Zuvor war spekuliert worden, dass die Klausel für die Kürzungen der Lieferungen von Astra Zeneca an die EU-Länder verantwortlich sein könnte. Nun aber ist an der CNN-Recherche auch die Information brisant, dass eine in Teilen geschwärzte Version des britischen Vertrags bereits seit Ende November online verfügbar sein soll - allerdings unter einem schwer auffindbaren Link.

Der Geschäftsführer von Astra Zeneca, Pascal Soriot, gab gegenüber La Repubblica an, dass sein Unternehmen zugestimmt habe, Großbritannien vor anderen Märkten zu beliefern. Das sei "nur fair", da Großbritannien früher als die EU eine Vereinbarung mit Astra Zeneca getroffen habe.

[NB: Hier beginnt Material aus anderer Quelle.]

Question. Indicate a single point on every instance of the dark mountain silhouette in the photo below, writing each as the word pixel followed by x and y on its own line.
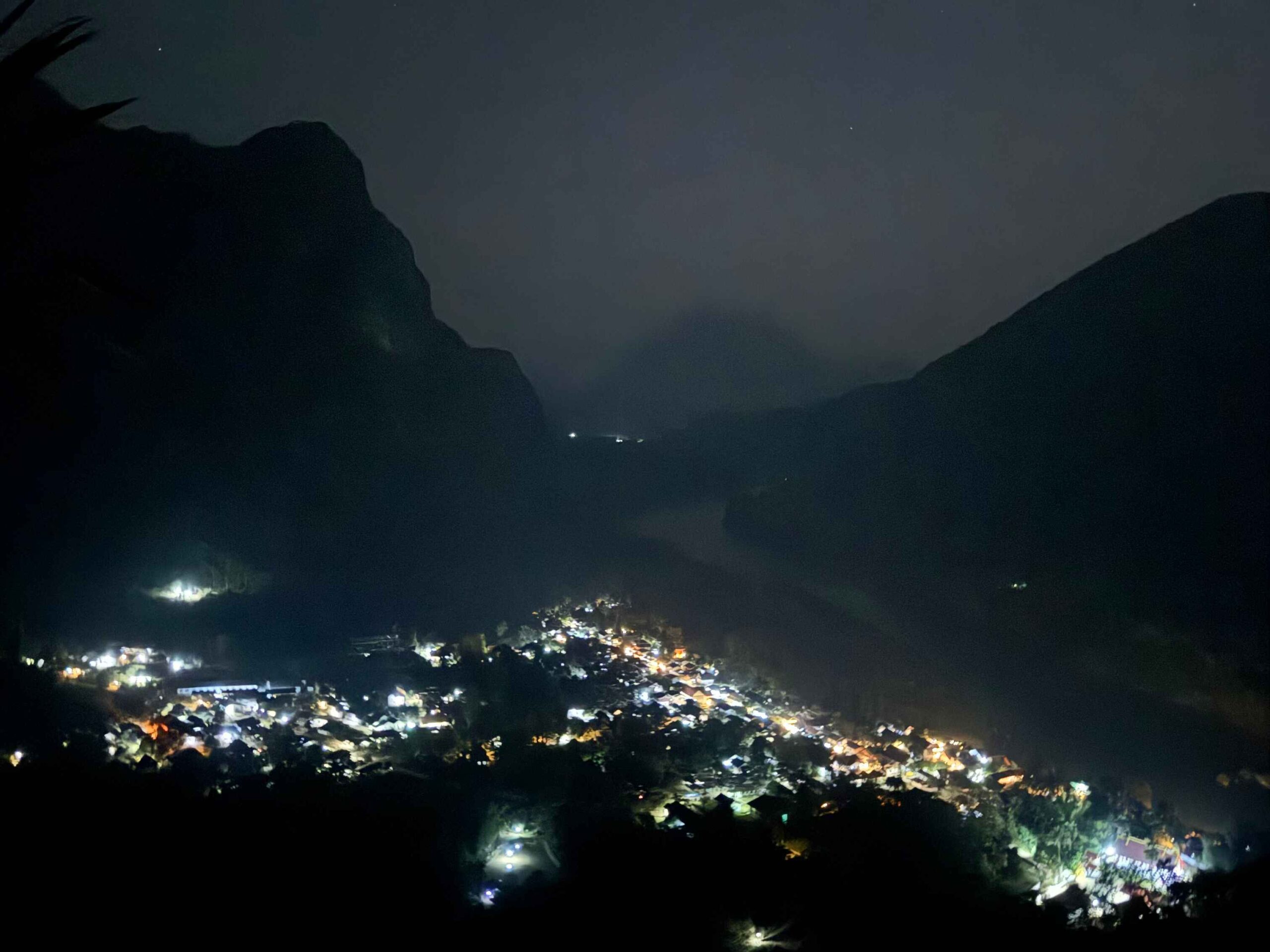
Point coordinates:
pixel 1115 428
pixel 226 356
pixel 705 363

Doch: Der Vertrag zwischen Astra Zeneca und der Regierung des Vereinigten Königreichs wurde am 28. August 2020 unterzeichnet. Jener mit der EU bereits am 27. August.

Die britische Regierung hatte dem Sender diesen schwer zu findenden Link als Antwort auf eine Informationsfreiheitsanfrage zugeschickt, nachdem sie zuvor die Veröffentlichung des Vertrags wiederholt abgelehnt und sogar als nationales Sicherheitsrisiko bezeichnet hatte. Wie und weshalb die bearbeitete Version des Vertrags trotzdem über Monate unbemerkt im Internet stehen konnte, blieb zunächst offen.

 

Die ungleiche Versorgung Großbritanniens und der EU hatte in den vergangenen Wochen erheblich zu Spannungen zwischen beiden Seiten beigetragen. Astra Zeneca-Chef Pascal Soriot hatte die schnelleren Lieferungen an Großbritannien mit dem deutlich früheren Abschluss des Vertrages verteidigt. Die EU hatte damals ihren eigenen Vertrag mit Astra Zeneca - teils geschwärzt - im Internet veröffentlicht.

Weil die EU ankündigte, Exporte von Impfstoffen stärker zu überwachen, war sogar Streit über die brisante Nordirland-Frage entbrannt: Zunächst klang es so, als wolle die EU Kontrollen an der irisch-nordirischen Grenze in Kauf nehmen. Zwar ruderte Brüssel in dieser Frage schnell zurück, doch die Spannungen dauerten an.